地方独立行政法人 佐賀県医療センター好生館は、江戸時代後期からの非常に長い歴史を持つ医療機関です。1781(天明1)年に藩校“弘道館”が設立され、その後1834年に好生館の前身である医学館・医学寮が創設されました。その際、医学寮に“好生館”の扁額(へんがく)(横長の看板)が置かれ、これが“好生館”としての歴史の始まりとなりました。

その後1858年には、片田江(現在の佐賀市水ヶ江)に移転し、それまで“医学館”“医学寮”“好生館”とさまざまに呼ばれていた名称が“好生館”へと統一されました(好生館の創始)。さらに1896年には“佐賀県立病院好生館”へ改称し、2010年に地方独立行政法人へ移行、その後2013年に長らく所在していた水ヶ江の地を離れ、嘉瀬地区に“佐賀県医療センター 好生館”として新築移転を果たしました。

このように長い歴史を持つ当館は、現在450床の病床と34の診療科を備える佐賀県の中核的な医療機関として、高度専門的医療やがん医療、生命に関わる重症・重篤な状態の救急医療(三次救急医療)など幅広い医療提供で、佐賀県の医療体制を支えられるよう努めています。

当館は救急医療の中でももっとも重症・重篤な“生命に関わる状況”の患者さんに対して、高度かつ専門的な救急医療を行う三次救急医療施設(救命救急センター)です。当救命救急センターは、佐賀県初の救命救急センターとして1987年に開設しました。

現在、佐賀市・多久市・小城市・神埼市・吉野ヶ里町の4市1町で構成される佐賀県中部医療圏(以下、中部医療圏)において三次救急対応ができるのは、佐賀大学医学部附属病院と当館の2施設のみです(2024年9月時点)。

当館では、24時間365日体制で救急搬送を受け入れており、2023年度は3,612台の救急車を受け入れました。この受け入れ台数は県内でも上位を誇り、救急応需率(救急車受入れ要請のうち何割を受け入れたかという率)は91.9%と高い水準を維持しています。

救命救急センターでは救急科専門医(日本救急医学会認定)と各診療科の医師が協力・連携して治療にあたっており幅広い症例に対して高度かつ専門的な医療提供が可能です。また、救命救急センター専属看護師による質の高い外来トリアージ(患者さんの緊急度や重症度を判定して診療の優先順位付けを行うこと)も行っています。

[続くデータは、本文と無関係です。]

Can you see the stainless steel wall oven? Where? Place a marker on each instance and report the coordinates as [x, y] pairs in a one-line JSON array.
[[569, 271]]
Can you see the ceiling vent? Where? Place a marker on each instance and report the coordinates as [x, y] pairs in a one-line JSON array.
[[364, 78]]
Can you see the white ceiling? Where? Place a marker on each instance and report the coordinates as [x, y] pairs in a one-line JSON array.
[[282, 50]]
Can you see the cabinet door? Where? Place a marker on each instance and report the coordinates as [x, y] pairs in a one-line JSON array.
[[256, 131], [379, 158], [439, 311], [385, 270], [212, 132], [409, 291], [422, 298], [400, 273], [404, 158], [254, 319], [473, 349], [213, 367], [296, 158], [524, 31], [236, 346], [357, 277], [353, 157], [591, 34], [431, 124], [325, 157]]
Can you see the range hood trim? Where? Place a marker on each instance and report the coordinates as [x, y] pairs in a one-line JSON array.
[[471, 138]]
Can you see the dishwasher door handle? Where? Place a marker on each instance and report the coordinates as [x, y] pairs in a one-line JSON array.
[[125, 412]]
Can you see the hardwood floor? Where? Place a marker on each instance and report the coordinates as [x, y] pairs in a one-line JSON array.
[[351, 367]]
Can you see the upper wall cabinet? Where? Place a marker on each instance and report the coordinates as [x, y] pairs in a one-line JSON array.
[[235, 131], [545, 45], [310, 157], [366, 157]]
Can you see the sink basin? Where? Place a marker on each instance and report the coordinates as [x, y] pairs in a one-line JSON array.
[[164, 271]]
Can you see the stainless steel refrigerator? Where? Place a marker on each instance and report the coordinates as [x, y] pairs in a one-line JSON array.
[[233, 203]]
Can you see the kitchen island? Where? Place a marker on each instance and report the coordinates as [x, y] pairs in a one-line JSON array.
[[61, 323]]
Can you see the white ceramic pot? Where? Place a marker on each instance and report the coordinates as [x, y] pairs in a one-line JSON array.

2013年には九州初となる“外傷センター”を開設し、重症外傷を負った患者さんに対して緊急処置や手術だけでなく、リハビリテーションまで一貫した治療を行える体制を整えました。また、小児救急においては、小児科だけでなく小児外科も有していることから、中部医療圏の小児救急の大部分を当館が担っています。

救急体制の拡充という面では、ドクターヘリの運用も挙げられます。2013年の新築移転を機にヘリポートを設置し、2014年1月から基地病院である佐賀大学医学部附属病院と連携して佐賀県ドクターヘリの運用を開始しました。佐賀県ドクターヘリが運用されるまでは、福岡県ドクターヘリや長崎県ドクターヘリと協定を結んでヘリを利用していましたが、佐賀県ドクターヘリの運用開始によって、一刻を争う患者さんをより迅速に搬送することが可能となりました。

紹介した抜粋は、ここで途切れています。